WWOOF France: Follow Up Advice
As many of you know, I spent a month in France last summer volunteer working on organic farms in France, with the WWOOF program (stands for “Willing Workers on Organic Farms,” and is a worldwide network of which France is one national group). I wrote two posts about it, one from my first experience at Moulin de Braux and the other about my second experience at Maison La Source.
I had offered in my post to answer any questions that people had about my experience, but since WWOOFing has become more and more popular, the emails are getting to be too much to handle with my current workload commitments. So consider this my final wrap-up post – from now on, I am closing down my responses to this issue unless absolutely necessary. Here are my advice and recommendations – that I would usually edit/customize for each reply – with some extra tips thrown in:
- If you are asking for information about working on the specific farms that I described, you will have to register at WWOOF France like I did. I am not giving direct contact information. Once you have paid the membership fee, you will have access to the entire directory of farms – if you want to know the information for the farms I went to, I recommend that you simply search for the name of the farm or the name of the hosts (you have them both from my posts).
- Searching for farms: I personally picked farms based on how much detail they gave about the area, through verifying locations on Google Maps, and also which ones were vegan or vegetarian friendly. I recommend sending lots of requests, since you will likely get lots of rejections – also, I found that it was easy to tell which farms were going to have good atmospheres by the responses you receive. Several I received were actually gruff and rude in tone, so I quickly tossed those away to focus on the ones that seemed kind and gave lots of detail as to what I should expect.
- The Email Request: My advice for requests is to make them as personal and honest as possible. Tell them about yourself – things that will be relevant to their interests. Tell them about your language ability. Ask them questions, explain what you can contribute to help around the farm and fit into their existing schedule. Demonstrate flexibility, friendliness, and personality. If you are sending lots of requests, you can edit each one to suit the details you know about the particular farm you are applying to.
- Asking Questions: My strongest word of advice is to make sure that the expectations about how many hours you are going to work are very clearly outlined before you go there. There are some important questions to ask that will really affect your experience. These are the kinds of things you should look out for. Do you get a full weekend rest? Do you work by yourself, or with others? How many hours a day are you expected to work? It is easy to feel exploited for free labour and not feel that you are getting the full experience of WWOOFing, which is about experiencing a different life, exchanging ideas and learning about growing things – NOT just about providing free labour. Don’t get me wrong; I had a great time, it is just that the two farms were very different experiences and I really learned what to look out for.

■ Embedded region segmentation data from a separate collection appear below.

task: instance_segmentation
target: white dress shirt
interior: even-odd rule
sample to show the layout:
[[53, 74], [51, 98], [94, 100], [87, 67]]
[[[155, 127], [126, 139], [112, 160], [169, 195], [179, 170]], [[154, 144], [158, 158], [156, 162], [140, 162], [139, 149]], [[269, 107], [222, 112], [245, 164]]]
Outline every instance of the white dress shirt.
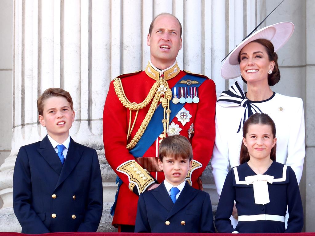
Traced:
[[69, 135], [68, 136], [68, 138], [62, 143], [58, 143], [58, 142], [55, 141], [51, 137], [49, 136], [49, 134], [48, 134], [47, 136], [48, 137], [48, 139], [49, 139], [49, 141], [50, 141], [50, 143], [51, 143], [51, 145], [53, 145], [53, 147], [54, 148], [54, 149], [56, 151], [56, 153], [57, 154], [58, 153], [58, 149], [57, 148], [57, 146], [58, 145], [60, 145], [62, 144], [66, 147], [66, 148], [63, 149], [63, 151], [62, 152], [62, 153], [63, 154], [64, 156], [65, 157], [65, 160], [66, 157], [67, 156], [67, 154], [68, 153], [68, 150], [69, 149], [69, 145], [70, 144], [70, 136]]
[[180, 194], [180, 193], [181, 193], [181, 191], [183, 191], [183, 189], [184, 188], [184, 187], [185, 187], [185, 184], [186, 184], [186, 181], [184, 181], [182, 183], [180, 184], [177, 186], [174, 186], [174, 185], [172, 184], [171, 184], [167, 181], [166, 180], [164, 180], [164, 185], [165, 185], [165, 187], [166, 188], [166, 191], [167, 191], [167, 192], [169, 193], [169, 195], [170, 196], [171, 196], [171, 188], [173, 187], [174, 188], [177, 188], [179, 190], [179, 192], [177, 194], [176, 194], [175, 196], [176, 197], [176, 199], [177, 200], [178, 199], [178, 197], [179, 197], [179, 195]]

- Visiting a Family: Keep in mind that when WWOOFing you are really entering into an established group of people that are kind of a family, with their own social dynamics of any family. The social part can be a bit challenging sometimes, since they have their own system that works for them. For example, they might raise their voice a lot when they speak, something you might not be used to. Or you might find someone in particular difficult to work with … this is all part of the full experience, something to be aware of. If you are open minded and flexible, and try to learn from those around you, you should have a great time.
- How long should you commit to? I had planned in advance to stay two weeks at each farm; and this schedule worked out well for me. In hindsight, I would have been happy to stay longer at the first farm. But from my hosts I got the impression that longer is actually more ideal both for your learning experience at the farm as well as for their experience (keep in mind that they take the time to train and orient you, as well as get to know you). So I would say that if you can, try to stay for as long as possible – one to two months at minimum is ideal. If you are nervous about the situation – worried about needing to leave suddenly because you extremely don’t belong there, etc. – you might be able to negotiate with another farm to be a kind of “back-up,” in case the situation arises. Of course, if you do this you would want to find one relatively close by, though the train system in France is fantastic for travel. Or, you could wait to look at other farms until the situation comes up.
- Internet connection: Be prepared for the situation that the internet connection is rarely or never available to you. Or, if you are lucky like me – there is one, but it is guarded by a hive of bees. Or you may be able to access an internet cafe at a local town.
- Equipment: Well, this is a no-brainer – ask your hosts in advance! Things I used and was SO happy to have: tall rubber boots (so much mud at my first farm in spring!), a good rain jacket, knock-off crocs (great for general garden work), and some durable pants that I got from a mountain equipment store. I was so lucky to find these really cheap when I was in Spain, though finding rubber boots was no easy feat.
- Have fun! If your experience is anything like mine, you will experience the best sleeps at night, the most delicous/healthy/wholesome food you have ever had (and maybe learn a few cooking tricks along the way), meet amazing people (and dogs!), learn so much of the language, and have unique experiences such as eating fresh cherries of the tree, picking spinach and planting onions! I hope that you take the chance, and have a great time.